Back to my favorite topic, that is Silicon Valley, after a few digressions. I just rediscovered a 2022 paper entitled Systematic analysis of 50 years of Stanford University technology transfer and commercialization. The full paper is available here. As a side comment, this has been motivated by recent articles about Technology Transfer in France and more specifically the study entitled “Étude sur la performance des SATT vis-à-vis d’une sélection d’OTT” (Study on the performance of SATTs vs. a selection of TTOs). Unfortunately, the study does not seem to be public and I could only read comments about it.
I have published a lot about Stanford University. The search engine gives the following here. So I will not go into much detail but just extract what I found interesting not to say surprising. Here it is:
– this is about money, but not only about money.
“The total net income of the inventions for all years considered is $581M, and the average net income is $0.13 M. Overall, most inventions have a negative net income, and only 20% of inventions in this dataset have produced positive net income.” Further in the paper “The invention licensing via OTLs represents only one facet of the transfer of technology from university to industry, though it is an important facet. [And] we primarily focus on net income as the outcome metric because it is straightforward to quantify and is a key metric of OTL’s own assessment. However, it is important to note that licensing income does not completely capture impact, and pursuing licensing income is not the ultimate goal of the Stanford OTL.”
Overview of the Stanford inventions data : Number of inventions by year that Stanford’s Office of Technology Licensing marketed. The color of the stacked bar chart indicates whether the cumulative net income (until June 31, 2021) is positive.
– the most profitable inventions are predominantly licensed by inventors’ own startups.
“Around 20% of the inventions were licensed by the inventor’s own startups, which we refer to as “self-licensing.” Overall, the self-licensing rate increases over time. The interesting peak of the self-licensing rate in 1995–1999 might be related to the dot-com bubble.
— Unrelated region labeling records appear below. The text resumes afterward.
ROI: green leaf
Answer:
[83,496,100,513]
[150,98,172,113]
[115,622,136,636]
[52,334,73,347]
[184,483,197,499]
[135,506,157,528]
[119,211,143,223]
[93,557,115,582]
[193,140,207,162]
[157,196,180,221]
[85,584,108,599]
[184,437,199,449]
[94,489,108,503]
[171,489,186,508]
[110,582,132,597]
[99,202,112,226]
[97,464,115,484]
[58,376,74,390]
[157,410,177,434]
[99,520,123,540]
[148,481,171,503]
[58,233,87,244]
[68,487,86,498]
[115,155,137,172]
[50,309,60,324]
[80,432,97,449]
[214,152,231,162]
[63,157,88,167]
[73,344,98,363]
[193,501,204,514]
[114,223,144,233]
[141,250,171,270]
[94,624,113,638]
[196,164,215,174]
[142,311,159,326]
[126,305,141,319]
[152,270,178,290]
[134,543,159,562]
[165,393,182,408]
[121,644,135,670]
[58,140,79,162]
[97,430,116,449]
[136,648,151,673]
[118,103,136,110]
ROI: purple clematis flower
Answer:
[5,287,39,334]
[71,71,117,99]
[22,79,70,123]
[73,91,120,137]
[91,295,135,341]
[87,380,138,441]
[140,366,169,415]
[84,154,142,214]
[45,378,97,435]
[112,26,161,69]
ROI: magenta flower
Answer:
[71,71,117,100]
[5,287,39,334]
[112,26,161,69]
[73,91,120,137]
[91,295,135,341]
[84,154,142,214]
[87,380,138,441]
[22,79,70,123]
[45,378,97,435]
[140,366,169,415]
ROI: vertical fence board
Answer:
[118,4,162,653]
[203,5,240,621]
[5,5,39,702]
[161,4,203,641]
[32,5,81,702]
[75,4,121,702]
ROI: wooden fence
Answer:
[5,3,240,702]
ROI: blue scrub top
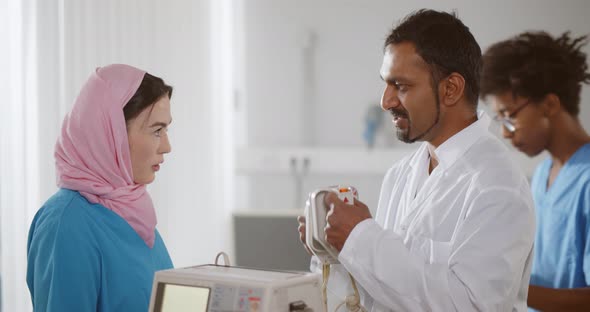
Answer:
[531,144,590,288]
[27,189,172,312]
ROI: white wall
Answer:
[240,0,590,209]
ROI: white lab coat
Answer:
[320,114,535,312]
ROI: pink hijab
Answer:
[55,64,156,248]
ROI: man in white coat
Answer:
[299,10,535,311]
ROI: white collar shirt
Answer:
[338,114,535,312]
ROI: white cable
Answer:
[215,251,231,266]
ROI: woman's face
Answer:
[127,96,172,184]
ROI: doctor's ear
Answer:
[440,72,465,106]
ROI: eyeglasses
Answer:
[494,99,531,133]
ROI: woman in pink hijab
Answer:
[27,64,172,312]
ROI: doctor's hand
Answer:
[324,193,372,251]
[297,216,313,255]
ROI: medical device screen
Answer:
[154,283,210,312]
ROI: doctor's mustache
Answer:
[388,108,408,119]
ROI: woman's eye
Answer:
[395,83,408,91]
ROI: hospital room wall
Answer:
[236,0,590,214]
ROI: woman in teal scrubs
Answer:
[27,64,172,312]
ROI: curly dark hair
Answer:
[123,73,173,123]
[384,9,481,108]
[481,32,590,116]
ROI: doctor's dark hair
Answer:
[123,73,172,122]
[481,32,590,116]
[384,9,482,109]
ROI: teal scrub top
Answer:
[27,189,173,312]
[531,144,590,288]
We also found that inventions with high net income are predominantly self-licensing inventions. For example, all inventions that have generated more than $10 M net income are self-licensed, and the self-licensing rate for the inventions with $1–$10 M net income is 59%. In contrast, the self-licensing rate for inventions with less than $10 K net income is 16%. This finding is consistent with previous research showing that startups with direct connections to the university tend to be more successful than otherwise similar startups.” There is a more general side comment here : “Shane et al. found that new ventures with founders having direct and indirect relationships with venture investors are most likely to receive venture funding.”
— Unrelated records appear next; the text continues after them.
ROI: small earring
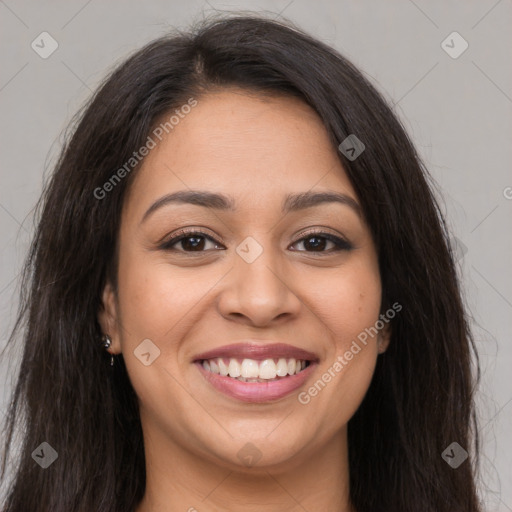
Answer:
[101,334,114,366]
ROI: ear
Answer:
[377,323,391,354]
[98,282,121,354]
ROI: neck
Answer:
[137,422,355,512]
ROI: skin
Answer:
[99,89,390,512]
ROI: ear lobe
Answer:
[377,323,391,354]
[98,283,121,353]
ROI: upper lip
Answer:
[194,342,318,361]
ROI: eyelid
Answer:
[158,226,354,254]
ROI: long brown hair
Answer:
[2,16,480,512]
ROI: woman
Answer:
[3,17,480,512]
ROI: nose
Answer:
[218,241,302,327]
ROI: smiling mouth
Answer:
[198,357,311,383]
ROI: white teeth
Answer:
[241,359,260,379]
[260,359,277,379]
[217,357,229,377]
[202,357,307,382]
[228,359,240,377]
[276,358,288,377]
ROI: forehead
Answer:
[125,89,355,214]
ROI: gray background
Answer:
[0,0,512,511]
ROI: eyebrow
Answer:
[141,190,362,223]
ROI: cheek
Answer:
[115,246,212,342]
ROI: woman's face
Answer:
[100,89,389,467]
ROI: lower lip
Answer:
[195,362,317,403]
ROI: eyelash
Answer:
[159,229,353,254]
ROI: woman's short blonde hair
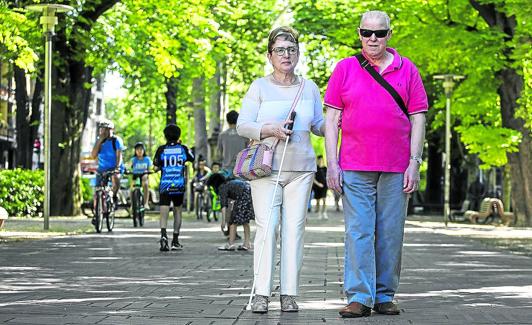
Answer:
[268,26,299,53]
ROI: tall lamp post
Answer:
[26,3,74,230]
[433,74,465,227]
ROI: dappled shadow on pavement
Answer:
[0,213,532,324]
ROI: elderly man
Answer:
[324,11,428,317]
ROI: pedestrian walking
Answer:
[153,124,194,252]
[237,27,324,313]
[218,179,255,251]
[324,11,428,317]
[312,155,328,219]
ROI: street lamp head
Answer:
[432,74,465,97]
[26,3,74,34]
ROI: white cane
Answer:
[246,112,296,310]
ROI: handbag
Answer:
[355,53,409,118]
[233,78,305,181]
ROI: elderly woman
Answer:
[237,27,324,313]
[324,11,428,317]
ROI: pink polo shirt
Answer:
[324,48,428,173]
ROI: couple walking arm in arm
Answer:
[237,11,428,317]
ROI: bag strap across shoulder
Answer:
[271,77,305,150]
[355,53,409,118]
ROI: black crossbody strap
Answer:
[355,53,409,118]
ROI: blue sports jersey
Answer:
[98,136,124,172]
[154,143,194,195]
[131,156,152,174]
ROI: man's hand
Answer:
[327,163,343,194]
[403,160,420,193]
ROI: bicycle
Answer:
[131,171,153,227]
[93,170,117,233]
[207,186,218,222]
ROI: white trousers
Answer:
[250,171,314,296]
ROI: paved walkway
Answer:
[0,213,532,324]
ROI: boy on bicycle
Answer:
[91,121,125,208]
[153,124,194,251]
[131,142,153,209]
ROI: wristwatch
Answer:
[410,156,423,166]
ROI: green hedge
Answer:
[0,169,44,217]
[81,177,94,202]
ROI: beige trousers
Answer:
[250,171,314,296]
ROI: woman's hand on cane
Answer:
[327,163,343,194]
[260,120,294,140]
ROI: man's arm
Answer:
[403,113,425,193]
[324,107,343,193]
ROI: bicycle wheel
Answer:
[203,195,211,222]
[94,191,104,233]
[138,190,145,227]
[131,189,140,227]
[105,211,115,231]
[105,194,115,231]
[196,194,203,220]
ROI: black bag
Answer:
[355,53,409,118]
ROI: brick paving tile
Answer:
[0,212,532,325]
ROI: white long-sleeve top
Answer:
[236,77,324,171]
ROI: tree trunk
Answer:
[192,77,210,164]
[50,59,92,215]
[499,68,532,227]
[470,0,532,226]
[209,62,222,161]
[423,132,443,213]
[45,0,118,216]
[15,65,33,169]
[164,77,178,125]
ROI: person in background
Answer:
[91,121,125,208]
[153,124,194,252]
[312,155,327,219]
[218,179,255,251]
[131,142,153,209]
[324,11,428,317]
[218,111,248,178]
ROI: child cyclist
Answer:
[131,142,153,209]
[153,124,194,252]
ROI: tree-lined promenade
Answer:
[0,0,532,225]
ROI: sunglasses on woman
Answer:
[360,28,390,38]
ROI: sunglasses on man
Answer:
[359,28,390,38]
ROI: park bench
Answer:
[464,198,515,226]
[449,200,470,222]
[492,199,516,226]
[464,198,494,223]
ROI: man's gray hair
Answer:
[360,10,390,29]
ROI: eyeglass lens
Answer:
[360,28,390,38]
[273,46,297,56]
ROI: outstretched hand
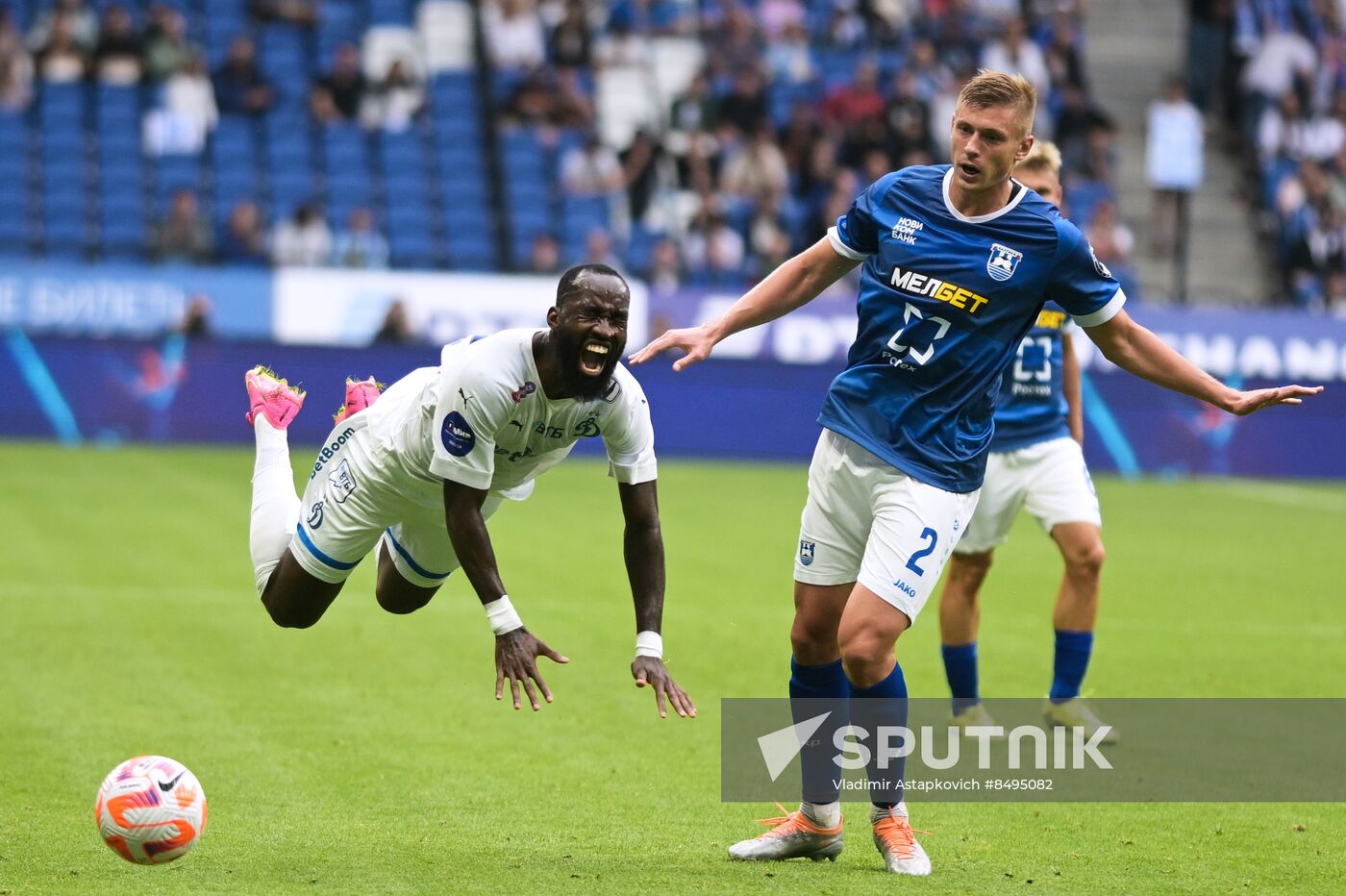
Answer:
[627,324,716,371]
[495,629,571,711]
[632,657,696,718]
[1226,386,1323,417]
Self-licensing (inventions licensed by the inventor’s own startups)
(A) The fraction of inventions licensed by inventor startups over time.
(B) The fraction of inventions in each net income group that the inventors license. The sample sizes for each net income category are: <$10 K: 3,776 inventions; $10–$100 K: 465 inventions; $100 K–$1 M: 212 inventions; $1–$10 M: 56 inventions; ≥$10 M: 5 inventions.
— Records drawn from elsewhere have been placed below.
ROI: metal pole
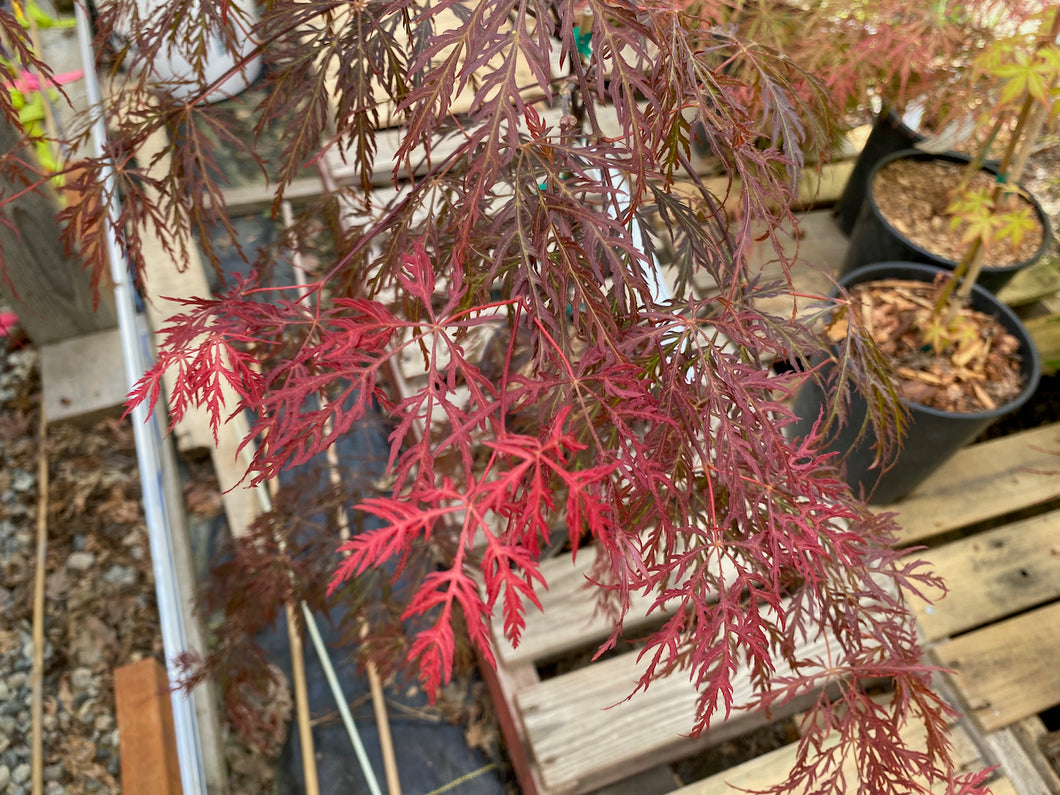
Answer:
[74,3,207,795]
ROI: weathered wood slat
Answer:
[516,638,828,793]
[915,511,1060,640]
[935,602,1060,731]
[884,423,1060,545]
[496,548,661,666]
[671,724,1004,795]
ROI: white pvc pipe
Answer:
[74,3,207,795]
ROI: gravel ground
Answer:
[0,340,161,795]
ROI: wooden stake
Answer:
[30,406,48,795]
[285,600,320,795]
[281,198,401,795]
[268,480,320,795]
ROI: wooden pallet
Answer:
[899,423,1060,793]
[485,424,1060,795]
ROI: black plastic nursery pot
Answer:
[794,262,1041,505]
[832,108,923,237]
[840,149,1053,293]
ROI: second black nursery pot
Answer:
[794,262,1041,505]
[841,149,1053,293]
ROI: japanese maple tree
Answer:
[0,0,1017,795]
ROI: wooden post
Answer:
[0,120,118,346]
[114,657,182,795]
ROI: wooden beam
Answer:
[114,657,183,795]
[935,602,1060,731]
[40,329,127,423]
[913,511,1060,640]
[881,423,1060,545]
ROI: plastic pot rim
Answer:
[865,149,1053,277]
[838,261,1042,420]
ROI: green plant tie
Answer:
[575,25,593,58]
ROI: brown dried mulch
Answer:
[829,280,1024,412]
[872,160,1042,267]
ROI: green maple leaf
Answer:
[947,315,979,350]
[946,188,994,224]
[994,205,1038,250]
[920,314,951,354]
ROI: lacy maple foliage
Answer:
[0,0,1030,795]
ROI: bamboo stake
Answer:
[265,480,320,795]
[281,201,401,795]
[284,600,320,795]
[30,405,48,795]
– inventions have involved larger teams over time. There is also an interesting side comment : “Smaller teams have tended to disrupt science and technology with new ideas and opportunities, whereas larger teams have tended to develop existing ones.”
“In addition, we found that the inventions from teams of only first-time inventors have a higher net income than other inventions. This highlights the importance of being open to first-time inventors.” This is correlated with my analysis of serial entrepreneurs, I had found they have a tendency to do worse over time.. See Serial entrepreneurs: are they better?
I will briefly conclude that this is a very interesting new study of Stanford’s contribution to innovation, which confirms well-known things and adds much less known ones. A must-read for experts and “food for thought” for the others!